Double-stranded RNA innate immune response activation from long-term adeno-associated virus vector transduction

Abstract

Data from clinical trials for hemophilia B using adeno-associated virus (AAV) vectors have demonstrated decreased transgenic coagulation factor IX (hFIX) expression 6-10 weeks after administration of a high vector dose. While it is likely that capsid-specific cytotoxic T lymphocytes eliminate vector-transduced hepatocytes, thereby resulting in decreased hFIX, this observation is not intuitively consistent with restored hFIX levels following prednisone application. Although the innate immune response is immediately activated following AAV vector infection via TLR pathways, no studies exist regarding the role of the innate immune response at later time points after AAV vector transduction. Herein, activation of the innate immune response in cell lines, primary human hepatocytes, and hepatocytes in a human chimeric mouse model was observed at later time points following AAV vector transduction. Mechanistic analysis demonstrated that the double-stranded RNA (dsRNA) sensor MDA5 was necessary for innate immune response activation and that transient knockdown of MDA5, or MAVS, decreased IFN-β expression while increasing transgene production in AAV-transduced cells. These results both highlight the role of the dsRNA-triggered innate immune response in therapeutic transgene expression at later time points following AAV transduction and facilitate the execution of effective strategies to block the dsRNA innate immune response in future clinical trials.
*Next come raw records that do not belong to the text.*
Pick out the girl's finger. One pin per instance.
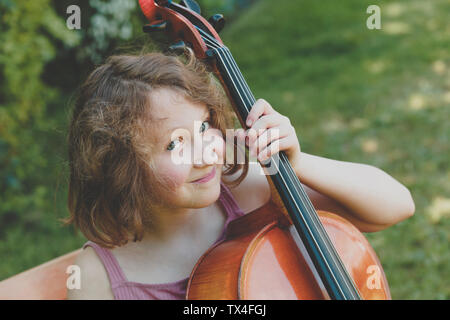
(261, 107)
(269, 136)
(275, 147)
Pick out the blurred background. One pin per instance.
(380, 97)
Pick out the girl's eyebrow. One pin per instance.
(205, 115)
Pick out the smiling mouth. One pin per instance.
(207, 177)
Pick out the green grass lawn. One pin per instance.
(380, 97)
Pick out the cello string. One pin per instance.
(307, 202)
(289, 170)
(227, 69)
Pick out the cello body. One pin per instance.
(285, 249)
(259, 259)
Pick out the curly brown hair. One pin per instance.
(112, 180)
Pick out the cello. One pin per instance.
(285, 249)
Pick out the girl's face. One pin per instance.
(187, 149)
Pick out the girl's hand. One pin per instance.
(267, 126)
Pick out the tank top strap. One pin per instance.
(110, 263)
(228, 201)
Keywords: Gene therapy; Immunology; Innate immunity; Therapeutics.

Figure 1. IFN-β inhibited AAV transgene expression in the HeLa cell line.
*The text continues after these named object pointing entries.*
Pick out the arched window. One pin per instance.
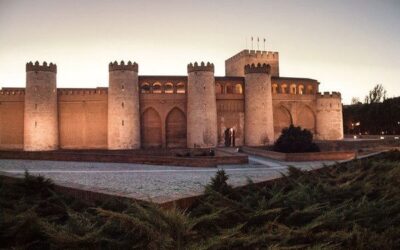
(310, 90)
(157, 88)
(284, 88)
(229, 89)
(218, 88)
(180, 88)
(274, 88)
(238, 88)
(145, 88)
(301, 89)
(293, 89)
(169, 88)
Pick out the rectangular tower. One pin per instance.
(234, 66)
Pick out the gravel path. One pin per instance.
(158, 183)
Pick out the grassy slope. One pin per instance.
(347, 206)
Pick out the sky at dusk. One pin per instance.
(349, 46)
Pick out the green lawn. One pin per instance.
(347, 206)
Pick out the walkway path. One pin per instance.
(158, 183)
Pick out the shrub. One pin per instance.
(295, 140)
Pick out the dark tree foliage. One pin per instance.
(219, 183)
(373, 118)
(295, 140)
(354, 205)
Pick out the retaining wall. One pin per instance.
(314, 156)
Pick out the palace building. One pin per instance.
(250, 106)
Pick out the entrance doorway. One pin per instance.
(230, 137)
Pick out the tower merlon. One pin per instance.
(329, 95)
(259, 68)
(270, 55)
(202, 67)
(113, 66)
(37, 67)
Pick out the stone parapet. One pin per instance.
(37, 67)
(12, 92)
(202, 67)
(114, 66)
(102, 91)
(270, 55)
(329, 95)
(259, 68)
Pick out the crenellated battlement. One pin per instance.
(37, 67)
(259, 68)
(97, 91)
(269, 55)
(329, 95)
(202, 67)
(12, 92)
(114, 66)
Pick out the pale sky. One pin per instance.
(349, 46)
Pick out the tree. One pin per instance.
(295, 140)
(377, 94)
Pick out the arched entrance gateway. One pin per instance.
(230, 135)
(282, 119)
(175, 129)
(151, 129)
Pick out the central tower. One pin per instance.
(201, 106)
(258, 118)
(41, 113)
(123, 106)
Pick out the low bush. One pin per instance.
(354, 205)
(295, 140)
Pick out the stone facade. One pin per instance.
(123, 106)
(41, 111)
(248, 106)
(259, 125)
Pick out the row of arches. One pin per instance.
(294, 89)
(221, 88)
(160, 88)
(175, 129)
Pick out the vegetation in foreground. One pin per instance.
(295, 140)
(347, 206)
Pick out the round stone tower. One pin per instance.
(201, 106)
(329, 116)
(123, 106)
(41, 116)
(258, 118)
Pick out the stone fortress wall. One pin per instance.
(197, 110)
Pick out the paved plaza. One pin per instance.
(149, 182)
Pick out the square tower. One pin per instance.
(234, 66)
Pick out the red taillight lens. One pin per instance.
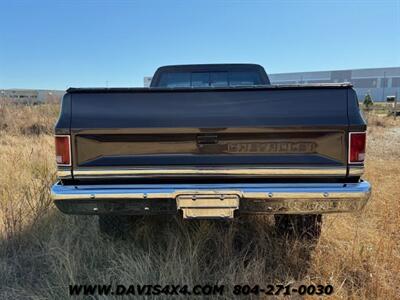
(357, 147)
(63, 150)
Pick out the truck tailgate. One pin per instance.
(228, 132)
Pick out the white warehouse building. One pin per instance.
(378, 82)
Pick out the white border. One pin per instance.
(69, 148)
(348, 146)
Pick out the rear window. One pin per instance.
(209, 79)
HeLa cells were transduced with 5 × 10³ particles of AAV2/luciferase per cell. (A) After 24 hours, recombinant human IFN-β was added to the medium at a different dose. Transgene expression was detected by luciferase assay at days 1, 2, 4, and 6 after supplementation of IFN-β. (B) Recombinant human IFN-β was added to the medium every day at 0.5 ng/ml. Transgene expression was detected by luciferase assay at days 1, 2, 4, and 6. ***P < 0.001, when compared with no IFN-β treatment, as measured by 2-way ANOVA. Results are representative of 3 independent experiments.

Figure 2. Poly (I:C) inhibited AAV transgene expression in cell lines.

HeLa or Huh7 cells were transduced with 5 × 10³ particles of AAV2/luciferase per cell. 2 μg/ml poly (I:C) was added at different time points: 18 hours before AAV transduction, day 0, or day 3. Luciferase expression was detected 3 days after poly (I:C) transfection. *P < 0.05, **P < 0.01, ***P < 0.001, when compared with control group, as measured by 2-way ANOVA. Results are representative of 4 independent experiments.

Figure 3. Minus strand transcript generation in AAV-transduced cells.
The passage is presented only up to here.